Conflito entre as tropas estatais e os rebeldes da Frente Popular para a Libertação do Tigray agrava-se. Novo ataque faz 56 mortos e dezenas de feridos.
Região do Tigray - Foto de Rod Waddington | Flickr

O mais recente ataque aos campos de refugiados na região etíope do Tigray já mereceu a “indignação” do Fundo das Nações Unidas para a Infância (Unicef), segundo o jornal Nós Diário.

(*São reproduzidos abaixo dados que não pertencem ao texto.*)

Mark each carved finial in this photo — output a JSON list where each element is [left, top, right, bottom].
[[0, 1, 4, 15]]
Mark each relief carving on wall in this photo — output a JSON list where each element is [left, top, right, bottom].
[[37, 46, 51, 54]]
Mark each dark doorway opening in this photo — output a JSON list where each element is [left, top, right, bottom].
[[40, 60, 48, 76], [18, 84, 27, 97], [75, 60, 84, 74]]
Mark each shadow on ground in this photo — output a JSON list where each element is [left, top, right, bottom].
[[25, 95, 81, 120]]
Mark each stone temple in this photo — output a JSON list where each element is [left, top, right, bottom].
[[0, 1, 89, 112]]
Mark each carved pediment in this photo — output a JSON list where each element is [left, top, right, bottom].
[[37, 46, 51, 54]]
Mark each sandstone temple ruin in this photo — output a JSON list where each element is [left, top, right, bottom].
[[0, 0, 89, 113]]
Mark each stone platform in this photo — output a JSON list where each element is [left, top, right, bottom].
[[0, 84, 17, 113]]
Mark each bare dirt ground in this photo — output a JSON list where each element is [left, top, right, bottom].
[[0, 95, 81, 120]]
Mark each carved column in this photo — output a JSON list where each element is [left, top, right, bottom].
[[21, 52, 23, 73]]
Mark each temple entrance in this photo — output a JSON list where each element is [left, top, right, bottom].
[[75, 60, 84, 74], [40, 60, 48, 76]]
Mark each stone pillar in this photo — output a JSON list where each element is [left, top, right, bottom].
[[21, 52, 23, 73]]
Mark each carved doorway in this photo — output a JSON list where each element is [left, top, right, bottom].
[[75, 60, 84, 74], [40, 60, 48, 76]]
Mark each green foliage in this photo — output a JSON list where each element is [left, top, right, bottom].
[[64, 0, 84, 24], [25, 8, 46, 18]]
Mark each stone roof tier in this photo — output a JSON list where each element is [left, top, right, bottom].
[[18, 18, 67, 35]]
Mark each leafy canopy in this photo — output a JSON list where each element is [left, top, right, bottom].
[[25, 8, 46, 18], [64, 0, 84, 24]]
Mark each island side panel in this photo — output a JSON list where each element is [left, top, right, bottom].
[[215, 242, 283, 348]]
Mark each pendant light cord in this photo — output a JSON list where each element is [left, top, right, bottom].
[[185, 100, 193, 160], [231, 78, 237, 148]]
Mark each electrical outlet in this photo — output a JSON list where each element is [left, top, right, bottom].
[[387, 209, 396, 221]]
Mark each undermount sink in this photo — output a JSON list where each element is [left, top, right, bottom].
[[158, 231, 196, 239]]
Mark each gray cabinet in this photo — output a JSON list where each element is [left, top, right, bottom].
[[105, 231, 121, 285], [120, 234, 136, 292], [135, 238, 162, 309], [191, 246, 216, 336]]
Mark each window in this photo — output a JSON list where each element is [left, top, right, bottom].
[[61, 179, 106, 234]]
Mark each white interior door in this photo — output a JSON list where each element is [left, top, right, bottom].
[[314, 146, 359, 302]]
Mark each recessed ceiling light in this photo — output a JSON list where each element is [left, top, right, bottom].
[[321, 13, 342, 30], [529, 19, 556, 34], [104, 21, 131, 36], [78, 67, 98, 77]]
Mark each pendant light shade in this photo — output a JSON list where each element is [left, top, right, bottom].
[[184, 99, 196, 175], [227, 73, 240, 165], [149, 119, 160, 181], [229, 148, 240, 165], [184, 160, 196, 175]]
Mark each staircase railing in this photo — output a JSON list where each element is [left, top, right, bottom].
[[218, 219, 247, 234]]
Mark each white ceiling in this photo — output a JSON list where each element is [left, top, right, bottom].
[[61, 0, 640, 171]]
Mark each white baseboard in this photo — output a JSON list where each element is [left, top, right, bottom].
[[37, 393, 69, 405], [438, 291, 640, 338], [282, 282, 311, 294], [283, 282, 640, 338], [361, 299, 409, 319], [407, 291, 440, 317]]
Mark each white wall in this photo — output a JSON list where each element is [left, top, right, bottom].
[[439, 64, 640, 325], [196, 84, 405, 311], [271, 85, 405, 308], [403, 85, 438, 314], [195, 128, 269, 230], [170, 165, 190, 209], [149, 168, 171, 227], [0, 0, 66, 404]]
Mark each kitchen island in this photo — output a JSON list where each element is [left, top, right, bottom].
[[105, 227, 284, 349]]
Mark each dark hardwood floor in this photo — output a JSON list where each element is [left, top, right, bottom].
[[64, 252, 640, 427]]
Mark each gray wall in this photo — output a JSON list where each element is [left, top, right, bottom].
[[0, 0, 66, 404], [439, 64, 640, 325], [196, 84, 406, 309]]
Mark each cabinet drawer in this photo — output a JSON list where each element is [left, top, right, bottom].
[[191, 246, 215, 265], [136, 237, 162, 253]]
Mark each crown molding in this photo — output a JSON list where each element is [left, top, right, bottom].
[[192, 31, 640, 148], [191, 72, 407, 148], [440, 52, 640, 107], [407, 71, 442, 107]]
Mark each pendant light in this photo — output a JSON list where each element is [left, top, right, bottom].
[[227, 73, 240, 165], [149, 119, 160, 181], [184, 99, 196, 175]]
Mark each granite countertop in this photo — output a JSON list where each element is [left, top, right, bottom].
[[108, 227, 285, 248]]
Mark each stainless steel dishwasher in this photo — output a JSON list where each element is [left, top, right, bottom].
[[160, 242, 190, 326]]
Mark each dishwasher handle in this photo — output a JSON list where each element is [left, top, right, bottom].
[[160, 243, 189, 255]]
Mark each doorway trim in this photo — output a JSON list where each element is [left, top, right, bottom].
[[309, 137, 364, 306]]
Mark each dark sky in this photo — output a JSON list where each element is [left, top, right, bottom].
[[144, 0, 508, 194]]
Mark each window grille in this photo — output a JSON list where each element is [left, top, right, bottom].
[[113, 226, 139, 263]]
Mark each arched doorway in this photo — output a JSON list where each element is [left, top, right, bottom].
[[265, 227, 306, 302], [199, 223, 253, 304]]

A região é o epicentro de um conflito iniciado em novembro de 2020.

Em declarações à Europa Press, a diretora executiva da Unicef, Henrietta Fore, referiu que “a Unicef expressa a sua indignação pelos ataques aéreos contra os acampamentos de imigrantes internos e para refugiados do Tigray”.

O organismo aponta críticas ao bombardeio de há três dias que atingiu uma escola na localidade de Dedebit, transformada num centro de acolhimento para pessoas afetadas pela guerra.

O porta-voz da Frente Popular de Libertação do Tigray (TPLF), Getachew Reda, acusou o governo da Etiópia por este ataque com aviões não tripulados. Estima-se que tenham morrido 56 pessoas e dezenas de feridos.

Para Henrietta Fore, “não respeitar os campos de refugiados e não protegê-los dos ataques pode constituir uma violação do direito internacional humanitário”.

A Guerra do Tigray, também conhecida como Guerra Civil Etíope, é um conflito armado iniciado em 4 de novembro de 2020 entre o governo federal da Etiópia e o partido Frente de Libertação do Povo Tigray, na região com o mesmo nome.